Draft: Mina Data Availability Layer

chiro-hiro · October 13, 2023, 3:48pm

Hi everyone,

I’m Chiro founder and CTO of Orochi Network, I’m a grantee of zkIgnite Cohort #2. My zkDatabase project is focus on solving data availability and data correctness. I start this topic to discuss an improvement in off-chain storage solution at protocol level. This proposal is being drafted so feel free to discuss and contribute your opinion.

Abstract

This proposal establishes a new ability to store data on an off-chain layer; this data CAN NOT be accessible on zkApp but its commitment does by which a larger amount of data can be served and data layer can acting as source of trust for zkApp’s UI.

Motivation

Implement Data Availability Layer for Mina Protocol by which all ZK Application, L2 solutions can access the off-chain data securely. Improving data availability means people can develop featureful applications.

Prevent fragmentation of data and overhead in building temporary and short-term solutions.

Objectives

Build a consistent solution for all ZK Applications
Provide data commitment that compatible with Kimchi Proof System and o1js
Allowed zkApps and L2s to rent the data storage with MINA token (the blobs should be freed/disposed after the rental token is run out)
Implement data sharding to reduce the average cost per byte
Free developers from doing implementation for short-term solutions

Specification

Parameters

Data type

Data structure

Data validation

Commitment scheme

Network design

API

Full-node Integration

Proof-system Integration

Security Consideration

Trade-off

chiro-hiro · October 15, 2023, 4:55am

Could some one please move it back to MIP?, it isn’t a zkApp since there are some modifies in protocol and consensus level to make it live. @moderators

teddyjfpender · October 26, 2023, 2:22pm

Hey @chiro-hiro, I think this is an interesting idea!

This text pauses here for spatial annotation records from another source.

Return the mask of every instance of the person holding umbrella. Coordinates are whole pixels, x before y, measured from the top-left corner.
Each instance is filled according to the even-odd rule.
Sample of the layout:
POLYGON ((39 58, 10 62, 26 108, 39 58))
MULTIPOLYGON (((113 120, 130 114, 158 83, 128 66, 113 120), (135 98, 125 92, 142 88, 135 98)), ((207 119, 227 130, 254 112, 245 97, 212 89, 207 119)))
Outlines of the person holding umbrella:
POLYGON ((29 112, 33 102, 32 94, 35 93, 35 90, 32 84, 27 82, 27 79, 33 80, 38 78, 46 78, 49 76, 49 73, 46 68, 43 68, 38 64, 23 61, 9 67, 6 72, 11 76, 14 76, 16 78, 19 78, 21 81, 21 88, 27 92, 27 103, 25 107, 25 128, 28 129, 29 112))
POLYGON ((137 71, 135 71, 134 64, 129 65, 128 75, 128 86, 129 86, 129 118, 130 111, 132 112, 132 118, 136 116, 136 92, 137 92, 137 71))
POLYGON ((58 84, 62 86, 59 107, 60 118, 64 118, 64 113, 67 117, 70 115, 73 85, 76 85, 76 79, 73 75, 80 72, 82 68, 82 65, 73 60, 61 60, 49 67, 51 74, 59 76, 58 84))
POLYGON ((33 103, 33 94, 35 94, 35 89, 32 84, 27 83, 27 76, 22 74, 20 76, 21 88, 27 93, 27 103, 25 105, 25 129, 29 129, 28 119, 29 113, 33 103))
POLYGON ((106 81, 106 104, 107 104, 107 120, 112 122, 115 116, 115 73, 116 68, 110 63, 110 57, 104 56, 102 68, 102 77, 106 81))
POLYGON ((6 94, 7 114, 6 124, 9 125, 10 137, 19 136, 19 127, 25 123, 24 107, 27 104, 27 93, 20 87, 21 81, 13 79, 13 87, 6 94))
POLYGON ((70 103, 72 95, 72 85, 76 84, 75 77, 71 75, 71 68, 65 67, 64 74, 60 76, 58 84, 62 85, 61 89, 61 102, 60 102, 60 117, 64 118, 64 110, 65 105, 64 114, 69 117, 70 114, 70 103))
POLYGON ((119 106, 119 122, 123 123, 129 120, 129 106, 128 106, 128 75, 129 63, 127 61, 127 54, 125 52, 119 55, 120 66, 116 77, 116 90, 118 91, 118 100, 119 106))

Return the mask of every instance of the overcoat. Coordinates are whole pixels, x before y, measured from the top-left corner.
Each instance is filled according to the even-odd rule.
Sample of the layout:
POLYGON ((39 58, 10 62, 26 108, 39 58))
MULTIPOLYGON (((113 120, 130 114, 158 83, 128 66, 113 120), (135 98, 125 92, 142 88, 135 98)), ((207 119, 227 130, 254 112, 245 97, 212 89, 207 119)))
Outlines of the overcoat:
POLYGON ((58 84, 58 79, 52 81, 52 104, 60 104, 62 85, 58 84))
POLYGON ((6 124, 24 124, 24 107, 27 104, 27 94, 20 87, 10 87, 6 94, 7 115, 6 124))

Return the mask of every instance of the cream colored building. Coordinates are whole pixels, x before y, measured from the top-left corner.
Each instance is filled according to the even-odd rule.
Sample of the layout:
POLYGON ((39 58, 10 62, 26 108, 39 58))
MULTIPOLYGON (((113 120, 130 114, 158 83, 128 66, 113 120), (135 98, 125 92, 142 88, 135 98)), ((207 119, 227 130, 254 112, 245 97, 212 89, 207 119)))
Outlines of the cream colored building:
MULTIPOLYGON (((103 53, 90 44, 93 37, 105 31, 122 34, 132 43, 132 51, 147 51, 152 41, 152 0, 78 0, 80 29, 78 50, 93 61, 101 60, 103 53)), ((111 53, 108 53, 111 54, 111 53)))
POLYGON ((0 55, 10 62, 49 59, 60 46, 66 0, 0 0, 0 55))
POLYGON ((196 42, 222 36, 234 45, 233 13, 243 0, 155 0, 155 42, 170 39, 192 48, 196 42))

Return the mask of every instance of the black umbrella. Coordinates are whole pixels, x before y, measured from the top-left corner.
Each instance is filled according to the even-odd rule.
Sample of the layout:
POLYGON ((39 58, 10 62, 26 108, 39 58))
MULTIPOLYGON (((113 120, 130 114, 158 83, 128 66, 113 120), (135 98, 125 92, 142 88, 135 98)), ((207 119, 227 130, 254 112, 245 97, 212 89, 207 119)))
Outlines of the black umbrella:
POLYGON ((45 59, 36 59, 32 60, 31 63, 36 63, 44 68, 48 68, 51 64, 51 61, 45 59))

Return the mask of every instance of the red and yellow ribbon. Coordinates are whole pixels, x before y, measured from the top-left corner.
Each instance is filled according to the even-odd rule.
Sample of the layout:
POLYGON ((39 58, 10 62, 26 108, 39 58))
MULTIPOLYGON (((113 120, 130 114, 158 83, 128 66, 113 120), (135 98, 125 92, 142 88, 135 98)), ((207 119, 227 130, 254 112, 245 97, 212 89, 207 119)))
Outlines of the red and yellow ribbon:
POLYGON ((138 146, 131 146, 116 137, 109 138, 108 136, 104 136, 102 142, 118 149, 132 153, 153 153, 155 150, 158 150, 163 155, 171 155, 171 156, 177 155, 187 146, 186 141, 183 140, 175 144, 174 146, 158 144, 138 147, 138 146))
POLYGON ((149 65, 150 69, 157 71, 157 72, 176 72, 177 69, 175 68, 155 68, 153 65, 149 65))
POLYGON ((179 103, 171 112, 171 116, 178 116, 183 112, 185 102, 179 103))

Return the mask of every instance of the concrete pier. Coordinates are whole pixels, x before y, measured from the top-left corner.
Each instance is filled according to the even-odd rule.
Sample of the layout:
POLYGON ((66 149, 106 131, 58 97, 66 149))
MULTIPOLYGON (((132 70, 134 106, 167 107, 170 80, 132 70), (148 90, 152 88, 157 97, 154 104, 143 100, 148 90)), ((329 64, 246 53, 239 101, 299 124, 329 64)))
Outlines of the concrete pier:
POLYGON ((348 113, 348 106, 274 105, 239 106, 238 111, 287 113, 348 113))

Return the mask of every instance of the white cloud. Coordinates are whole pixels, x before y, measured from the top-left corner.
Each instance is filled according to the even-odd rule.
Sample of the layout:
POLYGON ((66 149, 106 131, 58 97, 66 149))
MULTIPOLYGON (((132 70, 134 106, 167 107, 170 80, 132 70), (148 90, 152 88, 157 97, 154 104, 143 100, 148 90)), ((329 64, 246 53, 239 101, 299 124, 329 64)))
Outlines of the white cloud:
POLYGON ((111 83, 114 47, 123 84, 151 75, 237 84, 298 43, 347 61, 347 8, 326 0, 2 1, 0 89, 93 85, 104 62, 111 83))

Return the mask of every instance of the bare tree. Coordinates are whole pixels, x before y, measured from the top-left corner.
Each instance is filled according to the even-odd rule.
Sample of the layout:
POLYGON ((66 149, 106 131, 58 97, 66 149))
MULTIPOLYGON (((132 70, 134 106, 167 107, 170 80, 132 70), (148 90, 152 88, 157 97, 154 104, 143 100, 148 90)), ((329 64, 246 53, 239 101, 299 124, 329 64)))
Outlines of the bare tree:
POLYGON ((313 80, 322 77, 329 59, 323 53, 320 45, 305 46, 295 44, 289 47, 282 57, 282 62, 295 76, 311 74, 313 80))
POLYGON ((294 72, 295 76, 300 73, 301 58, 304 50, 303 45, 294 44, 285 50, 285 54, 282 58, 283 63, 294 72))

May I suggest the next steps would be to host a community call on the topic and set up a working group to focus on detailing this proposal out. Some things that working group could do would be to clearly define the desired developer experience and what specific use-cases this benefits and unlocks, and more!

Happy to be a part of that and help out

rahul.aeriuslabs · November 22, 2023, 2:03pm

@chiro-hiro zkDatabase does not provide any data availability guarantees. In fact, if used for data availability, the database provider can completely hide block data, in which case it is inherently worse than archival nodes.

I do believe that it is a great data storage solution, especially since we can have an off chain tamper proof db, but there’s an large difference between data storage and data availability.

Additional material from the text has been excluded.